Erzählungen vom guten Leben
Vom Titel sollte man sich nicht beirren lassen. Zwar geht es immer wieder um Gut und Böse, doch nicht nach dem bekannten Muster, wirtschaftliche Mechanismen bei nicht unmittelbar ökonomischen Gegenständen aufzuzeigen (Ökonomie des Schenkens etc.). Tomáš Sedláček setzt anders und breiter an: Er fragt nach der impliziten Moral des Wirtschaftens, forscht nach dessen geistesgeschichtlichen Urgründen, glaubt den Archetypen der Ökonomie auf der Spur zu sein und fordert eine Meta-Ökonomie als Disziplin weit ausgreifender Reflexion und selbstkritischer Standortbestimmung.
Das klingt nach wissenschaftlicher Revolution oder zumindest nach unüberschaubarem, noch kaum kartiertem Terrain. Tomáš Sedláček ist davon wenig beeindruckt, sondern packt das gewaltige Thema, wie er selber meint, «auf etwas postmoderne Weise» an. Darunter versteht das Aufspüren und Ausloten von Erzählungen, die Zeugnis geben von den historischen Bemühungen der Menschen um ein gutes Leben.

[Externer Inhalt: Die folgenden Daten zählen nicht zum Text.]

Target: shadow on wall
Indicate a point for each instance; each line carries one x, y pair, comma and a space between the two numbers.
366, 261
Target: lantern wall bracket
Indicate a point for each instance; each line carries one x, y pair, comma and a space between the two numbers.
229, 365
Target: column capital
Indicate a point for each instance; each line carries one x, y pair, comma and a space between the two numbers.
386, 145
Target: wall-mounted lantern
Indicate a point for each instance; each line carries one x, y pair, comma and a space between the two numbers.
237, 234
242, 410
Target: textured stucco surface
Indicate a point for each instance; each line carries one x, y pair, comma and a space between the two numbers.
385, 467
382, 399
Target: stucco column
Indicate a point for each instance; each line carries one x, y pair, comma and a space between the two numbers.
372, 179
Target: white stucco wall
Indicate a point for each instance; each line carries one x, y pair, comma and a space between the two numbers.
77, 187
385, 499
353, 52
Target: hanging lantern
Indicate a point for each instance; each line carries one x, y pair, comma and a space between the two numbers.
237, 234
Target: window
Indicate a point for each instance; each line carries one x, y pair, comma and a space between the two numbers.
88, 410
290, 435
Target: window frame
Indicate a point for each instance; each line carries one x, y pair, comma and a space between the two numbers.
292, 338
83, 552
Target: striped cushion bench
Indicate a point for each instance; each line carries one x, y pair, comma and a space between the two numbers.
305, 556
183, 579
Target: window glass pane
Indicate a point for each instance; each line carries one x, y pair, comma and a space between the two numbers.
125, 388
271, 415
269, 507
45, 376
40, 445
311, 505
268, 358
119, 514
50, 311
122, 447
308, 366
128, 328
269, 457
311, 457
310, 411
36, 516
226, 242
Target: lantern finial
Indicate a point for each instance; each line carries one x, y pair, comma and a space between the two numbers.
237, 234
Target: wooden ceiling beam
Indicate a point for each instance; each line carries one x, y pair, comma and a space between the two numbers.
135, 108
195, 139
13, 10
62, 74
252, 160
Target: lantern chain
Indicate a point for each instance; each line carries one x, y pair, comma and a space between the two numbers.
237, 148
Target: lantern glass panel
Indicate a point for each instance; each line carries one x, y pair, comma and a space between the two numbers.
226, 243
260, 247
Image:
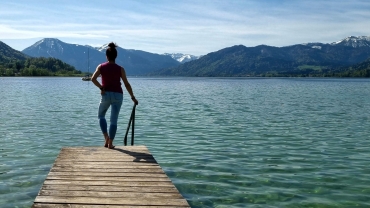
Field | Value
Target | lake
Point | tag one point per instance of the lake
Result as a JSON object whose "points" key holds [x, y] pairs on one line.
{"points": [[224, 142]]}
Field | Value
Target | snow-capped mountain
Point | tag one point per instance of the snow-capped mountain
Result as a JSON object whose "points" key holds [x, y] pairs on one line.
{"points": [[354, 41], [86, 58], [182, 58], [102, 48]]}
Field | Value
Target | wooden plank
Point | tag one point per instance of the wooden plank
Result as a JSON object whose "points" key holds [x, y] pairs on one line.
{"points": [[110, 174], [110, 201], [110, 194], [87, 178], [100, 177], [38, 205], [105, 167], [146, 189], [111, 170], [109, 183]]}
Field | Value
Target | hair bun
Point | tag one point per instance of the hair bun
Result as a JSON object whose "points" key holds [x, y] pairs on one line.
{"points": [[112, 45]]}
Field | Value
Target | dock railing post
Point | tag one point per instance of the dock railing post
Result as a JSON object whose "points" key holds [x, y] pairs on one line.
{"points": [[132, 119]]}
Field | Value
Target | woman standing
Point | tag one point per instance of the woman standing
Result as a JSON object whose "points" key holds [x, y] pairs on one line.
{"points": [[111, 93]]}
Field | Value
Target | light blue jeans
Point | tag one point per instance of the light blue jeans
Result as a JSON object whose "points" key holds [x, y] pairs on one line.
{"points": [[113, 100]]}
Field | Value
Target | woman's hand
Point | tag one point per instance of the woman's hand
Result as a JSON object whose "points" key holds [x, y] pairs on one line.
{"points": [[135, 101]]}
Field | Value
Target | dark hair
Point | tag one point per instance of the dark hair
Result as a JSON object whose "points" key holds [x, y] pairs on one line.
{"points": [[111, 52]]}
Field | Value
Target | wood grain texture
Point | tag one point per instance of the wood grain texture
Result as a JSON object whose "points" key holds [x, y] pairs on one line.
{"points": [[127, 176]]}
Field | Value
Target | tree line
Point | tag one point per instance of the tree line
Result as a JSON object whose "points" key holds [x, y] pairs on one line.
{"points": [[37, 67]]}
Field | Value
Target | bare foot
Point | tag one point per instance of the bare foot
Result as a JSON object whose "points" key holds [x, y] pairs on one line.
{"points": [[106, 137], [110, 144]]}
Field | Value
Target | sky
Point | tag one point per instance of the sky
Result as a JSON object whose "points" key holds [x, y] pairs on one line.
{"points": [[195, 27]]}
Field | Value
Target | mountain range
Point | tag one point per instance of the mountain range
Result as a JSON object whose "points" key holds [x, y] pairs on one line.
{"points": [[347, 57], [308, 59], [86, 58]]}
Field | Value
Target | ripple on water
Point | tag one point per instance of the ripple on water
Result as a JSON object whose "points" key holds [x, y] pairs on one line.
{"points": [[223, 142]]}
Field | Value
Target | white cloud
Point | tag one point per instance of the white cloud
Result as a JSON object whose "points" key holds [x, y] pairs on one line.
{"points": [[195, 27]]}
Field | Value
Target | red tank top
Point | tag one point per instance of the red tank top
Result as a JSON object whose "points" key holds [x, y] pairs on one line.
{"points": [[111, 77]]}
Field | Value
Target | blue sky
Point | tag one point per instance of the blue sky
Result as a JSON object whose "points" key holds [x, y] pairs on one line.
{"points": [[194, 27]]}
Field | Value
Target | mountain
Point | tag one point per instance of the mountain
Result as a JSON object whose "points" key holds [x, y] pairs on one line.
{"points": [[7, 54], [135, 62], [13, 62], [354, 41], [182, 58], [301, 59]]}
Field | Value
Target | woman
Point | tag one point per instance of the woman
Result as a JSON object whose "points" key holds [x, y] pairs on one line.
{"points": [[111, 93]]}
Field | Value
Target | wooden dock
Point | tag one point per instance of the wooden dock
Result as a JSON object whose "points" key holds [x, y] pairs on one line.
{"points": [[127, 176]]}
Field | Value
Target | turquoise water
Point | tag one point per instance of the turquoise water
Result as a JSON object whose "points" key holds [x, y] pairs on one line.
{"points": [[223, 142]]}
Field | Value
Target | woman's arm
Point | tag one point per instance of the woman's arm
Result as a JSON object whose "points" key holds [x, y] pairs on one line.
{"points": [[95, 81], [128, 86]]}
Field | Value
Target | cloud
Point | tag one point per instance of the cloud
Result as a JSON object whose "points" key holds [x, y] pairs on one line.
{"points": [[195, 27]]}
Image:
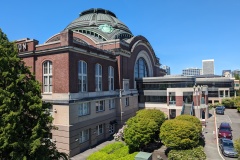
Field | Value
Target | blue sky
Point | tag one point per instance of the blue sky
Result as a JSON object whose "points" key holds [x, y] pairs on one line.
{"points": [[181, 32]]}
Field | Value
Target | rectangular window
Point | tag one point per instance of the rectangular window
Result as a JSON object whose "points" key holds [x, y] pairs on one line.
{"points": [[47, 77], [111, 128], [82, 76], [100, 106], [110, 78], [99, 129], [98, 77], [84, 136], [127, 101], [84, 109], [111, 103]]}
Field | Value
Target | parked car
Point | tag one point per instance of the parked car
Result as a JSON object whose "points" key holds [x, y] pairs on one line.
{"points": [[225, 130], [219, 110], [227, 148]]}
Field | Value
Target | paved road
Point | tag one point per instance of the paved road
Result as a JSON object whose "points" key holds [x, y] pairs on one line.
{"points": [[231, 116], [211, 148]]}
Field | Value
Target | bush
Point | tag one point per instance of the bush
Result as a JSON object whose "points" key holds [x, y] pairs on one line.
{"points": [[191, 154], [101, 156], [139, 132], [129, 157], [237, 146], [192, 119], [122, 152], [179, 134], [110, 148], [154, 114], [120, 135], [114, 151]]}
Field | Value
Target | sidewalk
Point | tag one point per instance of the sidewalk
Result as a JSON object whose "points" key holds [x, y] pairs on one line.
{"points": [[85, 154], [211, 148]]}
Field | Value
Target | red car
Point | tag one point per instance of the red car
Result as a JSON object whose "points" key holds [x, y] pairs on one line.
{"points": [[225, 130]]}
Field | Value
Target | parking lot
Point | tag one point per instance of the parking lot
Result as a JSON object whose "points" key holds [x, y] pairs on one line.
{"points": [[233, 118]]}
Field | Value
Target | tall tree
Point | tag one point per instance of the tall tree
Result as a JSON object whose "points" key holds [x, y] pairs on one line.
{"points": [[25, 122]]}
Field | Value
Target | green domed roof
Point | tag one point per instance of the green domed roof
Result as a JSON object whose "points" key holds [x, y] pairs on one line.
{"points": [[100, 24]]}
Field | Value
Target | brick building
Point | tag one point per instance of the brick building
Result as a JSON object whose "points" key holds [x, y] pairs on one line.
{"points": [[88, 73]]}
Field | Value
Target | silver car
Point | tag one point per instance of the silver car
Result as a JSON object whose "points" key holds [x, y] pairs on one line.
{"points": [[227, 148]]}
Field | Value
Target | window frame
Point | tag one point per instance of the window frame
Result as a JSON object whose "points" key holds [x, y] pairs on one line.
{"points": [[47, 76], [126, 101], [111, 104], [84, 106], [101, 107], [82, 75], [100, 129], [84, 136], [111, 128], [110, 78], [98, 77]]}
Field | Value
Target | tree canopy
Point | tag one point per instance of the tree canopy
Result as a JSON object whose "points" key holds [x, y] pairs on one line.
{"points": [[25, 122]]}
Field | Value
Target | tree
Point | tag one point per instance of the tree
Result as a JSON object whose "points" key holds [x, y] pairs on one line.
{"points": [[192, 119], [139, 132], [25, 122], [157, 115], [179, 134]]}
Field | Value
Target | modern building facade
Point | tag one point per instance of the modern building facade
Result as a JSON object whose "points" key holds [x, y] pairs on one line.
{"points": [[227, 73], [174, 95], [236, 72], [167, 69], [208, 66], [191, 71], [219, 88], [88, 73]]}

Werkzeugkasten der Dekonstruktion
Der erste Teil des Buches ist dieser geistesgeschichtlichen Spurensuche gewidmet. Sie beginnt mit dem viertausend Jahre alten Gilgamesch-Epos aus Mesopotamien, dem ältesten literarischen Monument der Menschheit. Sedláček nimmt die von ihm als postmodern bezeichnete Methode des Untersuchens von «Erzählungen» gern wörtlich. So versucht er mit dem Werkzeugkasten der Dekonstruktion die Ökonomie als Erzählung vom menschlichen Tun und Trachten zu deuten.
Allerdings gelangt er hier nicht sehr weit über die Ankündigung des Vorhabens hinaus. So ordnet er etwa die Theorie des «Homo oeconomicus» der Kategorie Erzählung zu; doch viel narratives Fleisch gibt‘s an diesem Knochen nicht. Richtig in Fahrt kommt Sedláček hingegen bei seinen Lektüren grosser historischer Mythen und Epen. Die Geschichte von Gilgamesch und Enkidu erschliesst sich ihm als Gründungsmythos der menschlichen Zivilisation. Da geht es um die Zähmung von Gewalt und Macht, die Erfindung planender Arbeit, um Herrscherwillen und Berechnung, aber auch um deren Gegenpol, die Freundschaft.
Umkämpfte Werte
In der Bibel der Juden findet Tomáš Sedláček einen geradezu modern anmutenden Realismus, der die Welt entzaubert und als Domäne menschlichen Wirkens und Gestaltens versteht. Die Inhaber religiöser und weltlicher Macht sind im Alten Testament der Kritik unterworfen, und es setzt ein insistierendes Fragen nach Gut und Böse ein. Besitz wird relativiert durch die schon damals kontroverse Idee des Sabbatjahres (periodische Umverteilung der produktiven Güter ans ganze Volk) und den immer wieder zu erkämpfenden Schutz der sozial Schwachen. Damit ist die zur abendländischen Kultur führende Tradition um dynamische konfliktreiche Strömungen bereichert.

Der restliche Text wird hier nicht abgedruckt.